200.000€ di multa per le aziende austriache di criptovalute non registrate presso le autorità di regolamentazione
Ali Raza
10 gen 2020, 17:44 PM
  • Le nuove regole per il settore delle criptovalute sono entrate in vigore oggi nell'UE, con l'intenzione di regolamentare questo mondo, ma anche con dure punizioni per chi le viola.
  • In Austria, ad esempio, qualsiasi impresa di criptovalute che non si registra presso la FMA e non ha una licenza verrà punita con una multa di 200.000 euro.
  • Nel frattempo, i gestori dei portafogli e gli scambi dovranno anche rivelare l'identità dei loro utenti e segnalare le attività sospette.

Mentre i Paesi di tutto il mondo si stanno finalmente muovendo per regolamentare il mondo delle criptovalute, stanno anche introducendo norme e regole per le imprese che operano in questo settore. Una delle ultime notizie da tutto il mondo in merito alle severe normative appena approvate proviene dall'Austria.

Secondo la nuova legge del Paese, le imprese di criptovalute che operano in Austria devono richiedere una licenza speciale FMA, a causa delle nuove norme antiriciclaggio.

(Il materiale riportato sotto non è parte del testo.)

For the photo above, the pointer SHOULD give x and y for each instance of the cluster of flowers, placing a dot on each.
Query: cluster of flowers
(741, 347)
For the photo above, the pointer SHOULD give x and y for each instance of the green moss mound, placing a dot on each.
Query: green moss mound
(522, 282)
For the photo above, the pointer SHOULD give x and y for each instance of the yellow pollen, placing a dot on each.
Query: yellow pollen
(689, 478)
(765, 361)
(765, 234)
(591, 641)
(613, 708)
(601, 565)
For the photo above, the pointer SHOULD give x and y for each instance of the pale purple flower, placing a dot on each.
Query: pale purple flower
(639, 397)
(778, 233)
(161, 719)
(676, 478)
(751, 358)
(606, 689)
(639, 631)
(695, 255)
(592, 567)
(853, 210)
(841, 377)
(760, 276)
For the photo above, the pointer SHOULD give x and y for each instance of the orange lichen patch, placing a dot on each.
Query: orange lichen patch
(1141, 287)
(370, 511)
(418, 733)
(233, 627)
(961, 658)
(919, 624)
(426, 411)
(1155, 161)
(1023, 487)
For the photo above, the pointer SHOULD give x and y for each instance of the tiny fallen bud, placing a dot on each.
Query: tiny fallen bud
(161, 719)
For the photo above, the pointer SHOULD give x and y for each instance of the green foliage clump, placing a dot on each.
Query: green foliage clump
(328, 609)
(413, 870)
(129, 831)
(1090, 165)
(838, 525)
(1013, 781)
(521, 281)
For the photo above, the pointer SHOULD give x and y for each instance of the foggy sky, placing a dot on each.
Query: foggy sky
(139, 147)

Per poter ricevere effettivamente la licenza, le imprese dovranno dimostrare l'idoneità, la solvibilità e la capacità di gestire l'attività.

Se non si registrano presso l'autorità di regolamentazione del paese, la Financial Markets Authority (FMA), riceveranno una multa di 200.000€. Non solo, ma secondo il nuovo testo di legge, le imprese devono anche registrare l'emissione, la vendita, il trasferimento e il trading delle valute digitali, così come i portafogli di deposito e le piattaforme di scambio.

Ciò non dipende nemmeno dal fatto che la moneta venga scambiata con un'altra criptovaluta, con una moneta fiat, con qualche altro strumento di pagamento, o viceversa.

Cosa significa la nuova legge per il settore delle criptovalute?

Le nuove regole fanno parte della nuova AMLD5 (5a direttiva antiriciclaggio) che definisce le valute digitali e le qualifica come strumenti finanziari. Finora questa definizione era già stata criticata e definita "troppo ampia", in quanto comprende molti asset legati alle criptovalute, compresi i security token.

Tuttavia, gli effetti delle nuove leggi si sono già fatti sentire, e molti le hanno trovate inadeguate e troppo severe. Diversi provider di criptovalute sono stati costretti a cessare l'attività o a trasferirsi in una giurisdizione che non è coperta da tali norme. Questo non vale solo per l'Austria, ma anche per qualsiasi Paese europeo in cui le regole verranno applicate.

Le nuove regole sono state originariamente pubblicate nel giugno 2018, e hanno concesso alle imprese operanti nel settore delle criptovalute il termine del 10 gennaio 2020 per conformarsi, cessare l'attività o andarsene. Comunque, anche se le regole possono sembrare severe, rappresentano il primo passo dell'Unione Europea verso la regolamentazione dei mercati delle valute digitali.

Senza dubbio il problema principale delle regole è che costringono gli scambi e i gestori dei portafogli a rivelare l'identità dei loro clienti, oltre a segnalare qualsiasi attività sospetta. La scelta di rimanere anonimi è uno degli aspetti principali che ha attratto le persone ad usare le criptovalute in primo luogo, pertanto molti non hanno preso alla leggera le nuove regole.